Conheces tu acaso a noite pavorosa
que com uivos do vento, tenebrosa
a terra envolve?...E o céu, turvo e profundo
que, como um negro véu, cobre a face do mundo?
Essa noite abismal- furna, onde o Medo mora?
Mas deita-te e descansa: há de nascer a aurora!...
Conheces tu a noite, essa noite pavorosa,
assassina da vida, hedionda e tenebrosa
Ela, o reino da Morte- alta potestade
- voz por onde esbraveja a voz da Eternidade?
Dorme, porém, tranqüilo e de alma descuidada,
porque a noite da Morte há de ser alvorada!...
Conheces tu a Noite atroz que invade a mente
e apaga a Consciência inexoravelmente?...
- venenosa serpente a enlaçar-nos a alma-
Oh! Levanta, e por sobre os teus ombros, chora,
Porque essa noite cruel nunca há de ter aurora.
Fala da personagem Schiller de Karl May.
Quando li esse poema tive a certeza de encontrar versada a triste tradução de todos os olhares, todas as falas desconexas, os gritos, os desenhos, as salas frias, todas as angústias, as condenações, todos os destinos de um hospital psiquiátrico.
O contato com essa noite que agride, culpa, paralisa, esfrega na cara a nossa impotência e miséria, nos incomoda também por nos mostrar o quanto estamos sujeitos ao apagar da luz .

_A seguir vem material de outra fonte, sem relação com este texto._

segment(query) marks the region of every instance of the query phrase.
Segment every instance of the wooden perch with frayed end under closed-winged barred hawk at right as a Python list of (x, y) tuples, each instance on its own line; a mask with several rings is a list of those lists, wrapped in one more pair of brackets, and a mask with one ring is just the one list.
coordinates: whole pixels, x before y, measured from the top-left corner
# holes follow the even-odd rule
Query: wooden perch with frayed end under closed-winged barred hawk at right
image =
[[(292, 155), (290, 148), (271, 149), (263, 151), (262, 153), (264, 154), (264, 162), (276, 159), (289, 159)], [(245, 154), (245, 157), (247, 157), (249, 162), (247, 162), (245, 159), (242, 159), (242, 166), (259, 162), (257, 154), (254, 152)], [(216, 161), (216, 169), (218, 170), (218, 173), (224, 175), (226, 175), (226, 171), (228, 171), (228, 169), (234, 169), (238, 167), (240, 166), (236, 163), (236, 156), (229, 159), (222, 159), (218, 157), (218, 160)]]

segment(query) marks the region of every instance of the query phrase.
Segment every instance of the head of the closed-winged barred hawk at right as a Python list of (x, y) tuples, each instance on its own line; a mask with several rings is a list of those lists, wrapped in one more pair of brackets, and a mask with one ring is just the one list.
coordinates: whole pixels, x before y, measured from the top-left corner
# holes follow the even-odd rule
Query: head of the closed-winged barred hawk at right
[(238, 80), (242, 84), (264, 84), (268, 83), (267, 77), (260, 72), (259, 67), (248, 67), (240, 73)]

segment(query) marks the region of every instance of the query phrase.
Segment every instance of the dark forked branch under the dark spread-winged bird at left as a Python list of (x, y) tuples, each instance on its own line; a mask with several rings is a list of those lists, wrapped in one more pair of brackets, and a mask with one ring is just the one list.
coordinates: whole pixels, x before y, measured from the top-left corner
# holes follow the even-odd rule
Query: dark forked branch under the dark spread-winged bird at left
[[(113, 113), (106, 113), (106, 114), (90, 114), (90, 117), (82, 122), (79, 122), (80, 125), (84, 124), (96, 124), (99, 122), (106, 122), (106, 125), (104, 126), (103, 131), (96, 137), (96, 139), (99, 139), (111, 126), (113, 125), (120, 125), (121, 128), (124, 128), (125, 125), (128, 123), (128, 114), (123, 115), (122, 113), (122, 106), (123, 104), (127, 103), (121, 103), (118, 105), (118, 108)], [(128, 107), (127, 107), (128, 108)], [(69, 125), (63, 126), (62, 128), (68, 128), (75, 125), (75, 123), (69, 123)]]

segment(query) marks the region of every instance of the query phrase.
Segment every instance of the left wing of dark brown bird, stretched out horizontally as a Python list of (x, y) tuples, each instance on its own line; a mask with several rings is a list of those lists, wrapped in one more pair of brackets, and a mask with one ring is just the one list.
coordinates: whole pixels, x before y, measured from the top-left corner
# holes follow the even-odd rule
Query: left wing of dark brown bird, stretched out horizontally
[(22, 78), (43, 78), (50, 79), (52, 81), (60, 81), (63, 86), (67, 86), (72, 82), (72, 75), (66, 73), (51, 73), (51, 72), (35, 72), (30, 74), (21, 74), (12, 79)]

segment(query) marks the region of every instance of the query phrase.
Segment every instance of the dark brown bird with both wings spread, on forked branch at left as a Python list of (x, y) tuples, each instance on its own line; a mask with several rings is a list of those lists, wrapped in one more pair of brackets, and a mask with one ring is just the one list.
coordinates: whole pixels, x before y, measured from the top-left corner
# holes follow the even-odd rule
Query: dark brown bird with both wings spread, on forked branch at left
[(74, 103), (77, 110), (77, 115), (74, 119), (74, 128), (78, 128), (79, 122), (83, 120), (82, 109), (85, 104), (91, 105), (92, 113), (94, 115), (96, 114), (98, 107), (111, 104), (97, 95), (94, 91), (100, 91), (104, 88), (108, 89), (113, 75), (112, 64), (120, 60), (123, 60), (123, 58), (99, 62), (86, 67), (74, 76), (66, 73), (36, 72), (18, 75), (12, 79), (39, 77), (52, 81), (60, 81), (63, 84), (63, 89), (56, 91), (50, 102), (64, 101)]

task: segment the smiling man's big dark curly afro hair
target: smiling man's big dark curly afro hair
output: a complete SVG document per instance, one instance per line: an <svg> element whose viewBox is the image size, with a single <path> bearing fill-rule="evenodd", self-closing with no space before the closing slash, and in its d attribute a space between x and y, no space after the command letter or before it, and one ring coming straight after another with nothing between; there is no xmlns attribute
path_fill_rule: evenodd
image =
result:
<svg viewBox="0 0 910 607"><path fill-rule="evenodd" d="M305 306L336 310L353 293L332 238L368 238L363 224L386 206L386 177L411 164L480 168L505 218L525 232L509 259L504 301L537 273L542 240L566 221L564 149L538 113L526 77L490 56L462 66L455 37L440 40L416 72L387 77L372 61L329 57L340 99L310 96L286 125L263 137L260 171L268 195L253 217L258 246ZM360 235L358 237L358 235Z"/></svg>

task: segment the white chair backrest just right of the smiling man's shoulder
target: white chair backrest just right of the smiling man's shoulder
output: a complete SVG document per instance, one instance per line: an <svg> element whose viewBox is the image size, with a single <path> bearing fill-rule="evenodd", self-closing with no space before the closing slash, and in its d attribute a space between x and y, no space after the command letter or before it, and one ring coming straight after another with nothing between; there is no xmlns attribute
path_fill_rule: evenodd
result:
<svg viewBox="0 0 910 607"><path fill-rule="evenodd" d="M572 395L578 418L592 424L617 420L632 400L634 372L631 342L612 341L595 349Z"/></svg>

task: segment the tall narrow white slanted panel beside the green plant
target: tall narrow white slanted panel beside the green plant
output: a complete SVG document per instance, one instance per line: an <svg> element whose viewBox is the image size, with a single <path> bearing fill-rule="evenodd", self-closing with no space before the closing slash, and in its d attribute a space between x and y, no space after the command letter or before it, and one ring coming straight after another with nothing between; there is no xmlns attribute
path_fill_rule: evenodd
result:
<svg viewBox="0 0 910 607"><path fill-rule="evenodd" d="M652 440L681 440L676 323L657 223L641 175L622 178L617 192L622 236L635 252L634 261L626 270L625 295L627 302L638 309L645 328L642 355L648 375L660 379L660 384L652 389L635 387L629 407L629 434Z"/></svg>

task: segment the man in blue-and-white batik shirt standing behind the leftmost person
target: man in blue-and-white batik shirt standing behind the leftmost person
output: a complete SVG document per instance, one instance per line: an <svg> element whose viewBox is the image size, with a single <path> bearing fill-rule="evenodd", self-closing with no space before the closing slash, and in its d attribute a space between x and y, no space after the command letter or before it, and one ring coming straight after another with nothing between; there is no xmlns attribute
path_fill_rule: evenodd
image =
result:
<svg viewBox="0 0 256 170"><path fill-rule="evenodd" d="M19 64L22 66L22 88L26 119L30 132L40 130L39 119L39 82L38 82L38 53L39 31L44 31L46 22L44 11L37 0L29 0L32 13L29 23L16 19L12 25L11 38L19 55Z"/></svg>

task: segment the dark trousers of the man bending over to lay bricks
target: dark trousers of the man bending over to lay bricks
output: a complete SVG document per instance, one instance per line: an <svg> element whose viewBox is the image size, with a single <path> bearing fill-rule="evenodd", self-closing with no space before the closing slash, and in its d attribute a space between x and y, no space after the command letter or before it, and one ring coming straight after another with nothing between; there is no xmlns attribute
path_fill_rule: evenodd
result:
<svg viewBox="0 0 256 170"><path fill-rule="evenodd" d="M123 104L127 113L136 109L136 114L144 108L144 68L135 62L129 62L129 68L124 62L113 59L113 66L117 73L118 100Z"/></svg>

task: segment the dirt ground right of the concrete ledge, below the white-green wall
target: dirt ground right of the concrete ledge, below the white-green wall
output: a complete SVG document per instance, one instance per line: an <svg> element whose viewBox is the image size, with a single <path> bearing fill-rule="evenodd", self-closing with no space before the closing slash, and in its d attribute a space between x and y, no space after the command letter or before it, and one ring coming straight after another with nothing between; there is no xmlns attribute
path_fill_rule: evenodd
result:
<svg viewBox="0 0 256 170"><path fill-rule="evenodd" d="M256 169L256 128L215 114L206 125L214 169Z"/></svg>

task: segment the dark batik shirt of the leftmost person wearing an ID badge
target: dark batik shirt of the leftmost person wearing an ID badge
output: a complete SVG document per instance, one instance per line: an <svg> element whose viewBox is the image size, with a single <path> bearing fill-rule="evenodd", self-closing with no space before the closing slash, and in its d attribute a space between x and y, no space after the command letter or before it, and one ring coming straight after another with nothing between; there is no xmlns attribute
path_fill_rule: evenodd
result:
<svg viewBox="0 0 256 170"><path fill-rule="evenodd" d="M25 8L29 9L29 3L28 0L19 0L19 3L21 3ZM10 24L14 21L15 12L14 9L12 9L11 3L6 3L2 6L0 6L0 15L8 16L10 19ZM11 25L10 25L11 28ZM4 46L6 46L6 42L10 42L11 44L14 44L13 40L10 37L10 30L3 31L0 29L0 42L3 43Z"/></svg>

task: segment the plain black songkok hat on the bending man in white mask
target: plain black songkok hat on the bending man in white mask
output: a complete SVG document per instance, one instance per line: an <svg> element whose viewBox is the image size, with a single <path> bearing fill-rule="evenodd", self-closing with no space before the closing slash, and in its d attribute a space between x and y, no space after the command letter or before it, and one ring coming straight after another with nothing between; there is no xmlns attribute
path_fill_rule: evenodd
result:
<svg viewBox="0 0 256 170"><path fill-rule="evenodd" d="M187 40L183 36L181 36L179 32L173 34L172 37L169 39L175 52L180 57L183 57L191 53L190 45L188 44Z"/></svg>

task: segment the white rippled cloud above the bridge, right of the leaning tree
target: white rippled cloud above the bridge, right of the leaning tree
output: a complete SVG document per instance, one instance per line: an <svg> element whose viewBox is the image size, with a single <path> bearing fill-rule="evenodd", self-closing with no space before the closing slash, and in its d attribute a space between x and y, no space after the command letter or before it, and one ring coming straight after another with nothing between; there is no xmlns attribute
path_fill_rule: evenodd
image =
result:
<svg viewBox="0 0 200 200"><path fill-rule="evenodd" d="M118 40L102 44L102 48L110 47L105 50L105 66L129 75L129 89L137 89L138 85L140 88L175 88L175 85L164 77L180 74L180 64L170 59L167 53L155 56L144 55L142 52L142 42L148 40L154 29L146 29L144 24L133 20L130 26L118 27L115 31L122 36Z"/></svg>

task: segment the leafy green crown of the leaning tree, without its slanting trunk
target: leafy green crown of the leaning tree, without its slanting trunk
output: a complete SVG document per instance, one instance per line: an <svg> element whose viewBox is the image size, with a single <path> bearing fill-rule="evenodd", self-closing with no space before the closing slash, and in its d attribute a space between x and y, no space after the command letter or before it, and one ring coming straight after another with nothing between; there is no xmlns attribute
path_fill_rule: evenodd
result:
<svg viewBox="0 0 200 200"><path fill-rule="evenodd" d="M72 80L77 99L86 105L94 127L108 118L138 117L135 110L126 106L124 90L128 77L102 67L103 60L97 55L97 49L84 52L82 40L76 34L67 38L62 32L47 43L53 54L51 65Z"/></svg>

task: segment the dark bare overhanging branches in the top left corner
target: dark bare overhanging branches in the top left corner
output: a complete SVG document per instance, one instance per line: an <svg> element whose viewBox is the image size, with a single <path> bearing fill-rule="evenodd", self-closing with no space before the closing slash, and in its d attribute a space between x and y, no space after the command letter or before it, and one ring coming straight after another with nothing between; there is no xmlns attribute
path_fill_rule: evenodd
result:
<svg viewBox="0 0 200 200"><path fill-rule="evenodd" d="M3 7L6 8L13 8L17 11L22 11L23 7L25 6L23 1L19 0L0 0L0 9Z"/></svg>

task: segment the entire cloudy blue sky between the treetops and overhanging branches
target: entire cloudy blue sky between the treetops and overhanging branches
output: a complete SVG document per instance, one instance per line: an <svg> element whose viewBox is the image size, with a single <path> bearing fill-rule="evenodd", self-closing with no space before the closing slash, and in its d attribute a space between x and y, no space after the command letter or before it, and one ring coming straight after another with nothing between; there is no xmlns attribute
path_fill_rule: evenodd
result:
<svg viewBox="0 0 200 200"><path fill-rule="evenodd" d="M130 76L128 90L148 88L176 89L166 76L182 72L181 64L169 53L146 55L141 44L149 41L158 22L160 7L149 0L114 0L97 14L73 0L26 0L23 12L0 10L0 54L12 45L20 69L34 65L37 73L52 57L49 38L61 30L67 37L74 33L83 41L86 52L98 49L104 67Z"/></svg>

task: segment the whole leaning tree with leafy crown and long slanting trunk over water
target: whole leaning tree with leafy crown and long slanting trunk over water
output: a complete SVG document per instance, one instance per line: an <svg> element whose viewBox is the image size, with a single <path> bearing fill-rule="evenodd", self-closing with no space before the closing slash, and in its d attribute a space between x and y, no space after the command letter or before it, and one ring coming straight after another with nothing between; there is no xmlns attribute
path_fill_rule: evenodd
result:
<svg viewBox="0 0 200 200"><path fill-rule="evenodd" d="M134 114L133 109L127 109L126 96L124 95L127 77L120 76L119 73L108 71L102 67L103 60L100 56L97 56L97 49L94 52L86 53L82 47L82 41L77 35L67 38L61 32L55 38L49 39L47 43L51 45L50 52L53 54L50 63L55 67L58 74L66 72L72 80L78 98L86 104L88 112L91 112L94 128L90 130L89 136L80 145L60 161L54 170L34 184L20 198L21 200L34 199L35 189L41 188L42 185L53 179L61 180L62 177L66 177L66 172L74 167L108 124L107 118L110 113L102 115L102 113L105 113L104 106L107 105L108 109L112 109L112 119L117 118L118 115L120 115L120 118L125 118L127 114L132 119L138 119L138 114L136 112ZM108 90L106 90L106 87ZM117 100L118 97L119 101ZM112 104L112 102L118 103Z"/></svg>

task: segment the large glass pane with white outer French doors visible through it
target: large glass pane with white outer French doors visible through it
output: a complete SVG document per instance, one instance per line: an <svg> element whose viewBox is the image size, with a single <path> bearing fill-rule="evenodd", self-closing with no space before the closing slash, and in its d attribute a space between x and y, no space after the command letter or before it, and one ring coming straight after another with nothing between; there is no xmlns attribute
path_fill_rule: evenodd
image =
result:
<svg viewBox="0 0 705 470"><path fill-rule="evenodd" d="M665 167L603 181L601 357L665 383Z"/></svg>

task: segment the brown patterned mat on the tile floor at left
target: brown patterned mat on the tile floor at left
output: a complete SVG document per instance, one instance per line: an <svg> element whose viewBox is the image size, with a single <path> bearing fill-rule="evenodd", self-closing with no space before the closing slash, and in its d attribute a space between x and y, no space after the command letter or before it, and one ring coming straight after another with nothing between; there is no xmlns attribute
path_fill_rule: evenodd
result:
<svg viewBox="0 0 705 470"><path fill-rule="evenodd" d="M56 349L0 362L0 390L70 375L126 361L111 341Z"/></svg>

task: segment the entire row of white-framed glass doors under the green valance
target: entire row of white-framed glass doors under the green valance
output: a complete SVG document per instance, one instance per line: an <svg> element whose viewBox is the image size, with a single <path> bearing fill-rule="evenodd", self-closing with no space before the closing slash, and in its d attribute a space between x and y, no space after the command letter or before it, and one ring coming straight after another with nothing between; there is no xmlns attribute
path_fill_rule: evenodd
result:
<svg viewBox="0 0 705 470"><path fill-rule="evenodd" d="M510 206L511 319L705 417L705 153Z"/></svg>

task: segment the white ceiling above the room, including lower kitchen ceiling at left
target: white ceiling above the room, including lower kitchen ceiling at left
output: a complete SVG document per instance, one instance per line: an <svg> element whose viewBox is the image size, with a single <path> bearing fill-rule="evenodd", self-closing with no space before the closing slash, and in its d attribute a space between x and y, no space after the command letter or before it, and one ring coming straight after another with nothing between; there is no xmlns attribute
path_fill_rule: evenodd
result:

Penso que a condição humana demasiada complexa, parte orgânica, parte mistério, me leva a essa constante inquietude diante da vida. Esse mistério que tanto me intriga, me incita a leituras, estudo, observação, releitura, re-estudo, re-observação e nunca me leva a conclusão satisfatória, me deixa apenas frágil “observadora-participante” da noite atroz.
Se nunca há de ter aurora, eu me pergunto, o que eu faço, arrogante com a minha lamparina de psicologia?...Por outro lado, sei que mesmo me afirmando como alteridade alguma parte estranha de mim se identificou com qualquer coisa naquela existência doente e percebi que, se cada um, na sua forma, disforme que seja, é fruto do mesmo substrato humano deve existir alguma luz em mim que por meio de um trabalho árduo e comprometido possa se fazer comum à ela para clarear ainda que apenas um passo, dentro da escura noite pavorosa.